More than an hour south in Haldimand-Norfolk riding, the politicians are getting the same message.
“The supply management side is very nervous about the outcome of the WTO talks,” Conservative MP Diane Finley said Dec. 4. “Obviously, we have to stand up for supply management, just as we have to increase market access and reduce other countries’ subsidies for our exporters.”
Politicians from all parties are able to point to a late-November unanimous House of Commons vote that affirmed a World Trade Organization deal must not reduce supply management’s protective tariffs or increase guaranteed minimum access requirements for foreign products in supply-managed industries.
But, as Myers said, farmers are a skeptical lot and with warnings from their Ontario leaders that WTO talks are not going well for their sector, the promises of politicians are not taken as gospel.
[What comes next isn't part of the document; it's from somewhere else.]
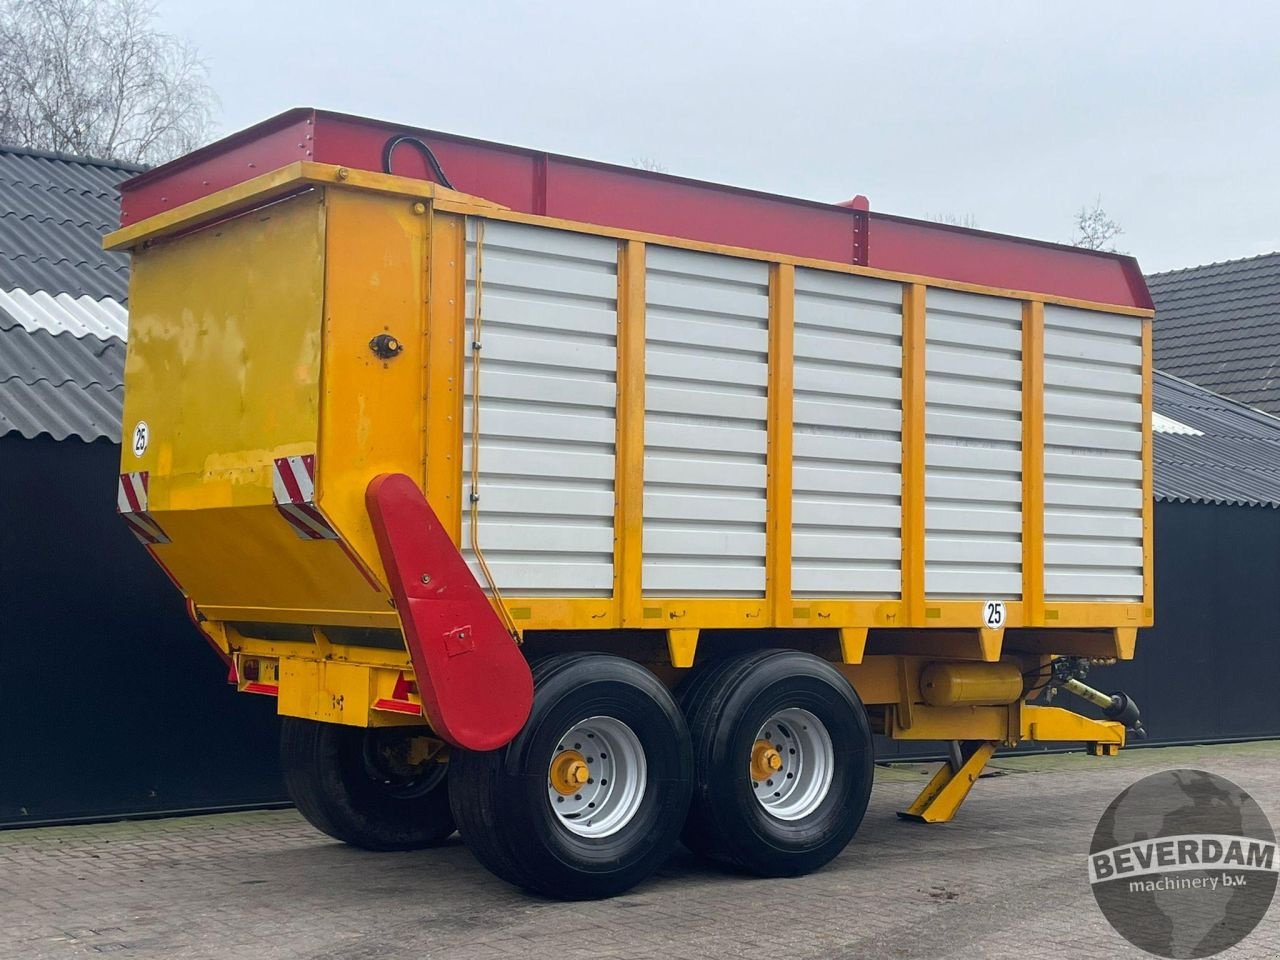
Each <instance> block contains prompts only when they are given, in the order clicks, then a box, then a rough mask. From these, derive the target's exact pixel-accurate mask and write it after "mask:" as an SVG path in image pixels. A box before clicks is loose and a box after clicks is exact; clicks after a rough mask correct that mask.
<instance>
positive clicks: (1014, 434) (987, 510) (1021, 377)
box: [924, 288, 1023, 600]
New Hamburg real estate agent Kevin Williams organized the meeting between local farmers and Myers, who lives in the family’s traditional farmhouse near this community west of Kitchener, Ont.
Williams said he has been involved in finding farm properties for a number of Europeans with dreams of becoming Canadian farmers.
“It was before the election was called and a couple of them called me to wonder if they are in danger of losing the value of the quota that they just have spent millions of dollars on,” he said Dec. 3.
“I decided to try to get them together with the politicians and the first meeting I could arrange was with Lynn, who lives a mile from my farm. I planned for about 10 but by the time it happened, about 20 had called to see if they could come. It was a crowd.”
He said the unified message given to Myers that day was: “The system works resoundingly well. Don’t bargain it away.”
He said the farmers in the room from poultry, egg and dairy sectors, many of them immigrant farmers, had a personal stake in the questions they were putting to the MP.
“I know the quota holdings of most of those guys and I would say there was at least $40 million worth of quota sitting in that room, $20 million in dairy alone,” said Williams. “This was not a theoretical policy conversation.”
Supply management leaders are vowing that before the campaign is over Jan. 23, all candidates running in the 40 or so rural Ontario seats where agriculture is a factor will have to face the same questions and the same demand for support.